No campo da odontologia, reações de oxi-redução e fenômenos de formação de pilhas também geram consequências importantes. O amálgama usado em obturações, por exemplo, é preparado misturando-se 1 parte do mercúrio com 1 parte de uma liga em pó contendo prata, estanho, cobre e zinco; em alguns minutos, o amálgama estará maleável pra ser moldado na obturação e ,com mais alguns minutos, ele estará pronto para a mastigação. Com esse tipo de obturação, se mordermos um pedaço de papel de alumínio podemos sentir um choque no dente. Por que isso acontece? Porque o alumínio fecha o circuito de um pilha, provocando reações do tipo:

2Al0 + 3Sn2+ + 9Agà2Al3+ + 3Ag3Sn

Nessa reação, o alumínio é o anodo, o amálgama é o catodo e a saliva funciona como solução eletrolítica. A corrente elétrica assim gerada atinge o nervo do dente, provocando a sensação de choque. O  uso de metais ou ligas metálicas diferentes em dentes vizinhos pode também causar a formação de pilhas; nesse caso, não só o paciente poderá sentir choques na boca, mas também a corrosão das próprias restaurações odontológicas poderá ser mais rápida.

Corrosão



A corrosão é sempre uma deterioração dos metais provocada por processos eletroquímicos (reações de oxi-redução). O ferro, por exemplo, enferruja porque se estabelece uma diferença de potencial (ddp) entre um ponto e outro do objeto de ferro.




Além do ferro e do aço, outros metais e ligas metálicas também sofrem corrosão; por exemplo:




  •          O cobre e suas ligas ficam, com o tempo, recobertos por uma camada esverdeada chamada azinhavre, que é uma mistura de hidróxidos hidratados de cobre;
  •         A prata escurece com o tempo, devido à formação de uma película superficial de Ag2S, que é de cor preta; esse fenômeno é causado pelo H2S do ar.

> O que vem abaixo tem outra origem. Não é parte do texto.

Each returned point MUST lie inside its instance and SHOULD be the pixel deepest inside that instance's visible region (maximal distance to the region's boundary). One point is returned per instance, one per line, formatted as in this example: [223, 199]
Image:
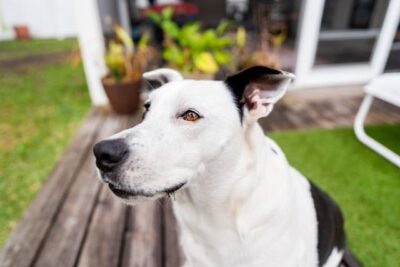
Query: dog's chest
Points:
[283, 240]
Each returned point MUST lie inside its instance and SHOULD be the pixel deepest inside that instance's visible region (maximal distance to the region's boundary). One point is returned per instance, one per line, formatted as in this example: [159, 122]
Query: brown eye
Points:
[190, 116]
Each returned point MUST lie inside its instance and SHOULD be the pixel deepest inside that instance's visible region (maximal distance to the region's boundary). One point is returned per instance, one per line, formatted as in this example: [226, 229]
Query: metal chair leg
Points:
[367, 140]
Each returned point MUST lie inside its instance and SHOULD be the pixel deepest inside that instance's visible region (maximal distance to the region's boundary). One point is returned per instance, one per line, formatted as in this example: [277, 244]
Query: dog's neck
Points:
[228, 181]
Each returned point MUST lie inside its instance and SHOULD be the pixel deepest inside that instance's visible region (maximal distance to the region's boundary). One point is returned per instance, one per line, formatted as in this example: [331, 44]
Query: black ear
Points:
[257, 89]
[158, 77]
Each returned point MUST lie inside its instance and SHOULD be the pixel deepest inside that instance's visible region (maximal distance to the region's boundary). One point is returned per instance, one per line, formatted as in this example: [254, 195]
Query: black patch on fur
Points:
[238, 82]
[330, 224]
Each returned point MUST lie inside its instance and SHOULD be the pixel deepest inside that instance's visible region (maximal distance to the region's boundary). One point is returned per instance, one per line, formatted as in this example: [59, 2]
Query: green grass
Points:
[40, 108]
[19, 48]
[366, 186]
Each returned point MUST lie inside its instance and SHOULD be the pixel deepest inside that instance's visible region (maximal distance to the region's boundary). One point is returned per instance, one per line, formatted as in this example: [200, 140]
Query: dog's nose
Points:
[110, 153]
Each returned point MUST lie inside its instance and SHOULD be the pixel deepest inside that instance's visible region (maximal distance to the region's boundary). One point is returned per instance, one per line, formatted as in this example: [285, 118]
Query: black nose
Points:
[110, 153]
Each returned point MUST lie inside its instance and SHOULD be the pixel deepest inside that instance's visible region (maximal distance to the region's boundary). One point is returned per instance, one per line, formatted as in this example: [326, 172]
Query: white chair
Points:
[386, 87]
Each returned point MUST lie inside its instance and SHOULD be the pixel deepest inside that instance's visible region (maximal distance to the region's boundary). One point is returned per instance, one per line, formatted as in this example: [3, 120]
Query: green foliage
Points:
[121, 58]
[189, 49]
[41, 105]
[365, 185]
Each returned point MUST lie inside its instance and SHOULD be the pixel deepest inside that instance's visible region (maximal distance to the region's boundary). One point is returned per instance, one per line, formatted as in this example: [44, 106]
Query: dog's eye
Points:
[190, 115]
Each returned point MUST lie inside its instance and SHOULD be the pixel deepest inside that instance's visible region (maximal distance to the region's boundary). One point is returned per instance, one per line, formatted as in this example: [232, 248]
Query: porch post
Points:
[91, 44]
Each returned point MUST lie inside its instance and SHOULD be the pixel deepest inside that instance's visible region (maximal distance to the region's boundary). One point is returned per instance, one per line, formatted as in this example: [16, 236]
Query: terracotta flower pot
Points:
[124, 95]
[22, 32]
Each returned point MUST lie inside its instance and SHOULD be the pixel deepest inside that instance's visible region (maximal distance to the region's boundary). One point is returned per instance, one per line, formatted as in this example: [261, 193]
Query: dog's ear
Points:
[257, 89]
[161, 76]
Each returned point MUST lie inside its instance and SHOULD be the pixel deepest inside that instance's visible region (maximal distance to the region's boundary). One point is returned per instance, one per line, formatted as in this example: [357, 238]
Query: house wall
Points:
[45, 18]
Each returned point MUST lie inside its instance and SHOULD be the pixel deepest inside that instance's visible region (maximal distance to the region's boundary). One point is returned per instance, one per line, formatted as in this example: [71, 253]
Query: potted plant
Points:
[125, 62]
[194, 52]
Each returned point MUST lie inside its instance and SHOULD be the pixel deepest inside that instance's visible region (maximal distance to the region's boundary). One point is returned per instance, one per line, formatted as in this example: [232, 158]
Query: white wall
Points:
[45, 18]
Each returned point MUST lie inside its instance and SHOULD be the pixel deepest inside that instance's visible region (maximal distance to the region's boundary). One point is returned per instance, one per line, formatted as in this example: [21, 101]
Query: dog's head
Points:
[187, 125]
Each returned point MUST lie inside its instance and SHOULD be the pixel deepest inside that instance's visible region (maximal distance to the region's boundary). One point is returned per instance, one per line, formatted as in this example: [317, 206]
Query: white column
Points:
[91, 44]
[307, 40]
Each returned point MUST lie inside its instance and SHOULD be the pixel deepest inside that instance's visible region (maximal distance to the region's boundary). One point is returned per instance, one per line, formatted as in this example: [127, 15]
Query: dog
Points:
[237, 200]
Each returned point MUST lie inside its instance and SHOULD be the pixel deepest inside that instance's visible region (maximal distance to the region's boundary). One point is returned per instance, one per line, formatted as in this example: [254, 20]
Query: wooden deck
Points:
[75, 221]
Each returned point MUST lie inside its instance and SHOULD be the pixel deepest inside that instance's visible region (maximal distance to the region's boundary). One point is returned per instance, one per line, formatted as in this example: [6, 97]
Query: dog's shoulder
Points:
[331, 233]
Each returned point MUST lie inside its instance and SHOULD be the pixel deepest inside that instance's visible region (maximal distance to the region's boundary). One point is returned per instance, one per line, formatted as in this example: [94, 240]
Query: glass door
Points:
[344, 41]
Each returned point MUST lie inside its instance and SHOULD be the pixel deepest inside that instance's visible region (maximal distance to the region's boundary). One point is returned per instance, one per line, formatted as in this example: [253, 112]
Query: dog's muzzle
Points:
[110, 154]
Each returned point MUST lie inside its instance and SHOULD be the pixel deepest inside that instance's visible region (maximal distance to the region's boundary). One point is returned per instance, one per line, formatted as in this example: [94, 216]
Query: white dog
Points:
[238, 201]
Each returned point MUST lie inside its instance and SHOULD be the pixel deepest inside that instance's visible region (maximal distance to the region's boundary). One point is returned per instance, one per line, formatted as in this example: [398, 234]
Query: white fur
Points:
[242, 204]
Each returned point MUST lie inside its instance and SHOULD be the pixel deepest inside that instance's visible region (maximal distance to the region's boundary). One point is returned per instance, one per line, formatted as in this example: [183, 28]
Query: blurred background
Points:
[67, 63]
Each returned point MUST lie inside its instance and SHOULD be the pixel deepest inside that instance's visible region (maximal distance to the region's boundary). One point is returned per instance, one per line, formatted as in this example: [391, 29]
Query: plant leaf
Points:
[205, 62]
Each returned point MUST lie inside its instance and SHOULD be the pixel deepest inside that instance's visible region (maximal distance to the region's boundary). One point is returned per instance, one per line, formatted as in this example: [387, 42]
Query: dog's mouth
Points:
[128, 193]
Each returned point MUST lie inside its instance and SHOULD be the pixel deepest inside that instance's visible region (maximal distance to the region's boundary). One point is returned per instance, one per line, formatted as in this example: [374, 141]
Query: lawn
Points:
[10, 50]
[366, 186]
[41, 105]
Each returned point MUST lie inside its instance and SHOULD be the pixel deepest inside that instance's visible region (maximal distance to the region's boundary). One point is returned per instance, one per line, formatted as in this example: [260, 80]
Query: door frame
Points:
[309, 29]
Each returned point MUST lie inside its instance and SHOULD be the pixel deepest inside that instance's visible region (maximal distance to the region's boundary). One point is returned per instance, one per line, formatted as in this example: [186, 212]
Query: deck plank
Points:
[64, 240]
[102, 247]
[104, 240]
[143, 238]
[25, 240]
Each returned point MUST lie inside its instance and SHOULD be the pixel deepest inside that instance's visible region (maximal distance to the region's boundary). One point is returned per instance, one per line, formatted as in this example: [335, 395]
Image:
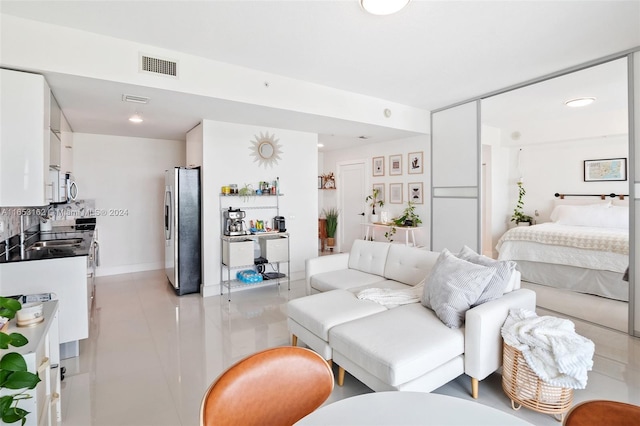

É interessante constatar que objetos de alumínio não se oxidam com facilidade, apesar de o alumínio ser mais reativo do que vários dos metais comuns. Por que isso acontece? Na verdade, o alumínio sofre uma oxidação superficial, formando uma película muito fina de Al2O3, que permanece fortemente aderida à superfície do metal - é o fenômeno chamado de apassivação do alumínio. Essa película protege o alumínio da continuação do ataque dos agentes atmosféricos. No caso dos objetos de ferro ou de aço, a situação é diferente: a película de ferrugem que se forma é porosa, permitindo a passagem do oxigênio e da umidade do ar; desse modo, a corrosão continua até acabar com o objeto metálico.

A proteção mais comum contra a corrosão é a pintura. Em portões e grades de ferro, por exemplo, é usual lixar o metal e aplicar uma ou mais demãos de tintas à base de zarcão (Pb3O4); e, por fim, aplicar tintas especiais, na cor desejada. Chapas de aço podem ser protegidas por uma película de zinco, dando origem às chamadas chapas galvanizadas ou folhas de zinco. Essa película é obtida mergulhando-se a chapa de aço em zinco derretido ou depositando o zinco sobre o aço por meio de eletrólise.

Para retardar a corrosão do ferro ou do aço em canalizações de água, oleodutos, cascos de navios, tanques subterrâneos de combustíveis, etc. é costume ligar, a essas estruturas, blocos de outro metal mais reativo do que o ferro, como o magnésio, o zinco, etc. Tendo potencia de oxidação superior ao do ferro, o magnésio, por exemplo, será corroído mais depressa, retardando assim a corrosão do ferro ou do aço. Dizemos, nesse caso, que o magnésio funcionou como metal de sacrifício.